Six months ago, when we were preparing the first talk of this series, we all agreed that doctorate education needed to prepare the new generation of scholars to address increasingly unpredictable futures. Yet, none of us anticipated that such unprecedented futures could surprise us so suddenly .
How do we teach at the doctoral level, how do we create environments that support all doctoral students/candidates in challenging times are some of the questions that we will address in our next session.
Colette Patt is the Science Diversity Programs director at the University of California, Berkeley. Her work focuses on increasing the diversity of the undergraduate, graduate and post-doctoral populations in STEM fields and enhancing the long-term success in academia of people historically underrepresented in these fields. Her current research focuses on retention and advancement of students in science doctoral programs. Dr. Patt also directs Berkeley’s National Science Foundation-UC Alliance for Graduate Alliance (NSF-AGEP) and The Berkeley Edge Program (BEP).

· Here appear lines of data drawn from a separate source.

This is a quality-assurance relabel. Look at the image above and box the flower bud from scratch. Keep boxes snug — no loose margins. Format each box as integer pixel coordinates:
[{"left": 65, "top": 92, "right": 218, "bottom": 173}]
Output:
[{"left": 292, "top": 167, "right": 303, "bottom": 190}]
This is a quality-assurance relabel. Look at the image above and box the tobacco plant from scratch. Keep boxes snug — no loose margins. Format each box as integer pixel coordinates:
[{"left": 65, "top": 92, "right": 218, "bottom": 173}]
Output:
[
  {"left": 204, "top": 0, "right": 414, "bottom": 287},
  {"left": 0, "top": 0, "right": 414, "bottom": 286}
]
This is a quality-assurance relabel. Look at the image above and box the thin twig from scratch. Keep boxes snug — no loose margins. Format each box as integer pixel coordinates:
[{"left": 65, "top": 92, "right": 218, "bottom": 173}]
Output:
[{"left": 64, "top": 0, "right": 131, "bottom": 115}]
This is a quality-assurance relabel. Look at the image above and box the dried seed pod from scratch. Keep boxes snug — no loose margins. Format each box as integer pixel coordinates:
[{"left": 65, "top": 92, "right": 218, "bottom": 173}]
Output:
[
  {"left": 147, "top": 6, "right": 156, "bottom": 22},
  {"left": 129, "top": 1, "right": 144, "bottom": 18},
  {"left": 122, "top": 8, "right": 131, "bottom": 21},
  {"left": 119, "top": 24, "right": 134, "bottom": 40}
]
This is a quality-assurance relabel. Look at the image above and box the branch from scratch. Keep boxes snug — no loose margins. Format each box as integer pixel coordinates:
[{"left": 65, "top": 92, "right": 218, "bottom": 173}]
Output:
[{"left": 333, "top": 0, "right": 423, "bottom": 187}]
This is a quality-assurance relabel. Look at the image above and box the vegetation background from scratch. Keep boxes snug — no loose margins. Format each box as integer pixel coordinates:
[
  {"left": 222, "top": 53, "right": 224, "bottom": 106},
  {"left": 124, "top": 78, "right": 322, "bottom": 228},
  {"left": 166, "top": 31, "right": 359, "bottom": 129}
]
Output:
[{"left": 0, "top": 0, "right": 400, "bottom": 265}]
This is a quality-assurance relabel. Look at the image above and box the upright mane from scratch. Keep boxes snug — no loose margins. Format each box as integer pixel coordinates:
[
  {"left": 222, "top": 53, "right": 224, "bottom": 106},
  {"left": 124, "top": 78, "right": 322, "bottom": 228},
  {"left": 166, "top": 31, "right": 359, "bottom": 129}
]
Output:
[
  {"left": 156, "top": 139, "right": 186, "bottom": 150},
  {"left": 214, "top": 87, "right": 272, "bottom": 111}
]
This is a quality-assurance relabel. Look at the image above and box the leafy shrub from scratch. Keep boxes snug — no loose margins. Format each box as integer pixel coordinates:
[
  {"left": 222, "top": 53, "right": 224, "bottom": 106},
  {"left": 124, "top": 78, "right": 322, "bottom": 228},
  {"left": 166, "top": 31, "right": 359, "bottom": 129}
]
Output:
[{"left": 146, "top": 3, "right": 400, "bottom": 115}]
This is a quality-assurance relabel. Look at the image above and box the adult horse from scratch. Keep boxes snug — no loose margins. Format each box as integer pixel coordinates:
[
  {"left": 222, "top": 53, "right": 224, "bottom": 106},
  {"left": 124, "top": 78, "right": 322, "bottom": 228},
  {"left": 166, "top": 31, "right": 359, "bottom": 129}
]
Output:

Khalid Kadir is a Continuing Lecturer at UC Berkeley, teaching courses in the Global Poverty & Practice (GPP) program, Political Economy, and the College of Engineering. After completing his PhD in Environmental Engineering at UC Berkeley, Khalid focused his research on the complex role that engineering expertise plays in the politics of international development and poverty alleviation, and his current work focuses on the intersection of poverty, expertise, and politics. He is a recipient of the 2017 Distinguished Teaching Award, UC Berkeley’s most prestigious honor for teaching.
Why is important to talk about social justice in doctoral education?
With the goal to make visible the role that doctoral education plays in questioning systems of exclusion and inequality, the Center for Innovation and Research in Graduate Education (CIRGE) is inviting scholars across the world to participate in the CIRGE life lecture and webinar Series “Committing Ourselves to Social Justice: Doctoral Education for Complex Times.” This series aims to provide doctoral students, instructors, departments and funders of doctoral education, a better understanding of the structures, practices, and pedagogies that would need to be addressed in different disciplines and organizations, to be more inclusive, embrace diversity and equity. CIRGE acknowledges that the meaning of social justice is tied to specific political and cultural contexts. Rather than starting with a (single) definition of the term, the CIRGE series will begin with an open investigation of what “social justice” does and would look like for various academic disciplines and university communities across the world.